Kendi evimizde kalıyorduk artık. Sınırlı eşya vardı ama birlikte geçirdiğimiz zamanlar güzel geçtiğinden sorun yoktu. Aynı yastığa baş koyuyorduk, alarm sesiyle beraber uyanıyorduk. Ben yemekleri yakıp ağlıyordum ama yanmayan kısımlarından yiyip beni teskin ediyordu. Salondaki koltukta koyun koyuna kitap okuyor, bazen uyuya kalıyorduk. Bana çocukluğunu anlatıyordu. Ben de ona çocukluğumu anlatıyor, öleli çok olduğundan bir fatiha okuyordum peşinden.
Bazen ona bir adım gidiyordum, sabırla bekliyordu. Bazen on adım geri kaçıyordum, yine sabırla bekliyordu.

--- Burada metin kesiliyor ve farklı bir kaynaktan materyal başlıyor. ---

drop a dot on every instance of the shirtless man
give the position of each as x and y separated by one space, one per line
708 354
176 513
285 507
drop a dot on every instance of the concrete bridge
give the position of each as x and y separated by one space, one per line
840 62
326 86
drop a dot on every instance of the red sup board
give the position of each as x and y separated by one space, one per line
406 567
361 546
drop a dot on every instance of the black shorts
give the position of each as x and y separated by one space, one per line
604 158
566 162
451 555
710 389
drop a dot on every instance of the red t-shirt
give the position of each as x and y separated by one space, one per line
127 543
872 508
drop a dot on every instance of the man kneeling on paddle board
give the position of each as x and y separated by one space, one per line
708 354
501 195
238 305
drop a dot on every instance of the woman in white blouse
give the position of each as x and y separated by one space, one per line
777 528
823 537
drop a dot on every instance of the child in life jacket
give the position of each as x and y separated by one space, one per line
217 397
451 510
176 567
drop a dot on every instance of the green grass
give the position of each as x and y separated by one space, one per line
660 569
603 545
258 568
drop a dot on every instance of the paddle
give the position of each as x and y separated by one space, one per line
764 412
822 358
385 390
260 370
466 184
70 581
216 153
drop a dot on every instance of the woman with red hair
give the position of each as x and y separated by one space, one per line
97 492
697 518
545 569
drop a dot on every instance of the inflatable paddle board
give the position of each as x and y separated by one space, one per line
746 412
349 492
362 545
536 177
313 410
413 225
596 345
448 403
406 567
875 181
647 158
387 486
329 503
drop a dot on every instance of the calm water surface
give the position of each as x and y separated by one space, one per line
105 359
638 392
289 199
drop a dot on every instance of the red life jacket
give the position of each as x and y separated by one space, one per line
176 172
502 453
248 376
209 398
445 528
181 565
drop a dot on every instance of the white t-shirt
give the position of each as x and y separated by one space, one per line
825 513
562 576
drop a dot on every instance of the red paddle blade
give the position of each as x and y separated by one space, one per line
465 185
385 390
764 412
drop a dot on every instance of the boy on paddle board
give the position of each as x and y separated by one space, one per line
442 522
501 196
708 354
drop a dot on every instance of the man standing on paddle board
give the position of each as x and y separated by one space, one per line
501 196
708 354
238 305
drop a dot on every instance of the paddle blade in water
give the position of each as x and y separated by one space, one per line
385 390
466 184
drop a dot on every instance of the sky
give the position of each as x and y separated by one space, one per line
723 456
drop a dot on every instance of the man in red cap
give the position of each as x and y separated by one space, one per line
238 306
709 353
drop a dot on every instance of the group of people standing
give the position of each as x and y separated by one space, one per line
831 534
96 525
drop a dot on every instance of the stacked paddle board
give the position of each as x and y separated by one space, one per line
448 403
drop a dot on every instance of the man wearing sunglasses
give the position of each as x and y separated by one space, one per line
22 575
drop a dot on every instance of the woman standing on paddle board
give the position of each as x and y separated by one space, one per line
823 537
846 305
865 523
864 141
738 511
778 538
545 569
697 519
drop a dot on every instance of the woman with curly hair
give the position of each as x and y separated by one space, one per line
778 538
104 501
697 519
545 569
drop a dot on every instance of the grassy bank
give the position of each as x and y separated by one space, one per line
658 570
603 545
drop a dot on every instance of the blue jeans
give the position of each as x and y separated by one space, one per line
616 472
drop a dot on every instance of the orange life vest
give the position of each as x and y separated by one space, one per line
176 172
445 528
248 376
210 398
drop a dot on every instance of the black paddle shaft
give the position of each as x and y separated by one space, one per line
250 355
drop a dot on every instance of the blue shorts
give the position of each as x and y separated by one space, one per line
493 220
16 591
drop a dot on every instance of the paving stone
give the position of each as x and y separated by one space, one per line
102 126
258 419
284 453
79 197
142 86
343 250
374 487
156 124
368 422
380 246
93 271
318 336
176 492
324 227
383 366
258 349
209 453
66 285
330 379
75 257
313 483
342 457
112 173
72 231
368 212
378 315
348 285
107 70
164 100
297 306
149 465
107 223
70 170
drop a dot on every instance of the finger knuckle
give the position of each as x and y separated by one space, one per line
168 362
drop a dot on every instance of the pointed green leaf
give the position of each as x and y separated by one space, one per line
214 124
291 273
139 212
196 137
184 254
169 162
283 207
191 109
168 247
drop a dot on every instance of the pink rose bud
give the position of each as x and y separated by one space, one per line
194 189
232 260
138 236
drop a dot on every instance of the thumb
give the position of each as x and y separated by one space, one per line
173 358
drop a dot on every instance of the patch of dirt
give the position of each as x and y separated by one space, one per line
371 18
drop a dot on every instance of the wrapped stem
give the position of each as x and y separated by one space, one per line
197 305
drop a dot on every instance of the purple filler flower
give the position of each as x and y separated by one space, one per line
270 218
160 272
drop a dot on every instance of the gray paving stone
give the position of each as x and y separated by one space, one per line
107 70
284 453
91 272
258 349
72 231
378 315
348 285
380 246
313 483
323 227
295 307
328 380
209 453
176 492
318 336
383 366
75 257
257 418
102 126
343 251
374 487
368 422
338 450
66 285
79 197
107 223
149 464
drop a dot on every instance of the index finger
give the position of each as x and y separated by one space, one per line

Sabah erkenden yola çıkmıştık. Ben yol boyunca uyuklama çabasına girmiştim ama engel olmuştu. Saçlarımı karıştırmış, burnumu kıstırmış, tikimle oynamıştı. Tam uykuya dalacaktım 'Susadım Meryem, su versene.' diyordu. Uzanıp suyunu veriyordum, koltuğa yaslanıyordum. Gözlerim kapandı kapanacakken 'Yaptığın portakallı kurabiyelerden çıkarsana, midem kazındı.' diyordu. Kurabiyeleri çıkarıyordum, beraber yiyorduk. Kafamı cama yaslıyordum 'Bana kitap okusana, en merak ettiğim yerde kalmıştı.' diyordu.
Sonunda dayanamayıp 'Senin bana garezin mi var? Uykum var ama izin vermiyorsun uyumama.' diye kızdığımda 'Canım sıkılıyor, gidince uyursun.' diye cevap vermişti. Yol boyunca onunla oyalanıp durmuştum.

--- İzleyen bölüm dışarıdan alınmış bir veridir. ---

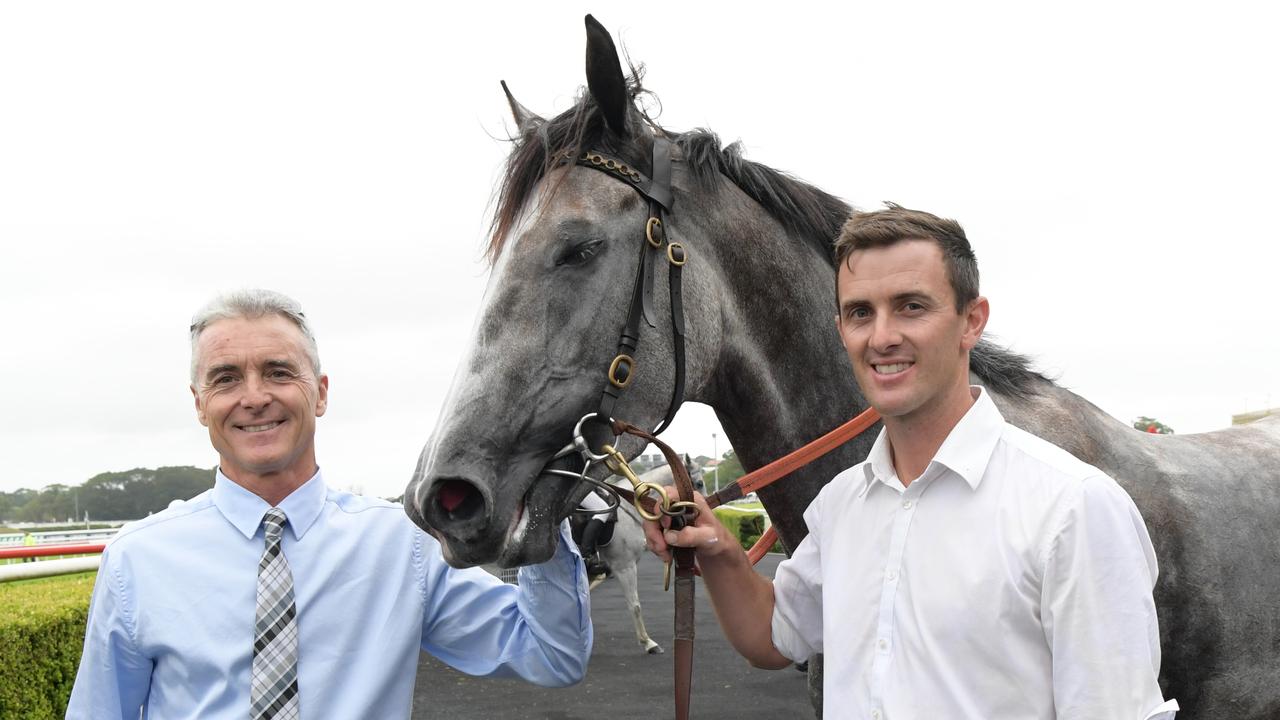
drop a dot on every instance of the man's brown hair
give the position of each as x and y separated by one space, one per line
894 224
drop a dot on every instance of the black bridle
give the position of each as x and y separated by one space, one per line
657 192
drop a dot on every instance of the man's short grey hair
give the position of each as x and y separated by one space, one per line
252 304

Ormana varır varmaz arabayı toprak alana park etmişti. Bagajını açıp çadır çıkarmış, ben onu dikkatle izlerken çadırı kurmuştu. Sonra ateş yakıp üzerine su koymuş, uykum geliyorsa uyumamı söylemişti. İki ağaç arasına kurduğu hamakta bir süre uyuklamış, az evvel açmıştım gözlerimi.
Ellerimi kaldırıp yüzüme vuran gün ışığına tuttum. Uykulu gözlerle etrafıma baktığımda Zübeyr Anıl menemen için malzeme doğruyordu. Hamakta doğrulup ayaklarımı sarkıttım. Gözlerimi ovup ayaklandım, kendime gelebilmek için gerindim.

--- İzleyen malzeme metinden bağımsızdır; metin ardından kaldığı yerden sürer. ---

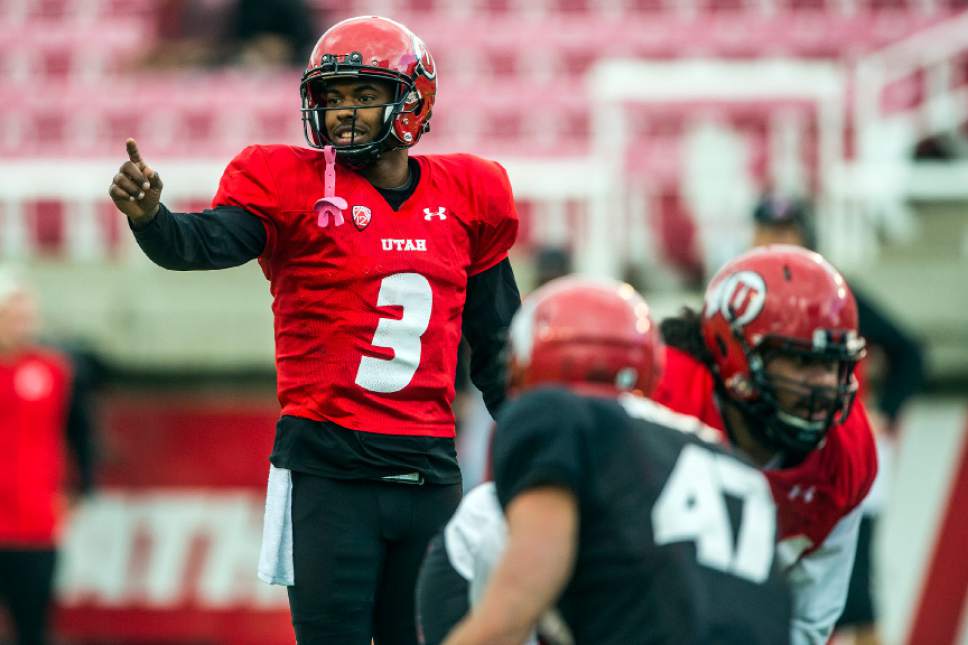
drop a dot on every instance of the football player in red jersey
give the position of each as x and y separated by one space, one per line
43 418
769 361
377 262
621 514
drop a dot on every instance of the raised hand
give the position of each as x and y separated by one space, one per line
136 188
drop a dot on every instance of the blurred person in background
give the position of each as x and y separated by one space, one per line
43 415
769 362
377 263
620 513
474 424
781 219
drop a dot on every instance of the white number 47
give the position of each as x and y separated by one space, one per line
691 507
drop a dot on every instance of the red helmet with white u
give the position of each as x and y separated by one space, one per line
586 332
370 47
782 300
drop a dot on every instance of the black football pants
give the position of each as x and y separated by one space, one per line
442 595
357 548
26 578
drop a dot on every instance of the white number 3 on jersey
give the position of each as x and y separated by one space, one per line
692 508
412 292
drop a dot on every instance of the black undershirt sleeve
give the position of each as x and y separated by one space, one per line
79 429
492 300
218 238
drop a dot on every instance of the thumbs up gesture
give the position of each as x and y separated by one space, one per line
136 188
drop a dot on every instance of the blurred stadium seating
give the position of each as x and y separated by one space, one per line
637 132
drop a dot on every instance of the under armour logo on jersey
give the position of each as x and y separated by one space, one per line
361 216
806 494
441 213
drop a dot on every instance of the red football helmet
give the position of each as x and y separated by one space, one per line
380 49
782 300
580 331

"Uyandın sonunda." dedi Zübeyr Anıl bana bakarken. "Uykucu."
"Beni sabahın ayazında kaldırıp yollara düşürmeseydin. Arabada da uyumama izin vermedin zaten." Birkaç savsak adımla ona yanaşıp ağırlığımı üzerine verdim, kollarımı boynuna dolayıp yanağımı ensesine yasladım. "Sıkıldın mı?"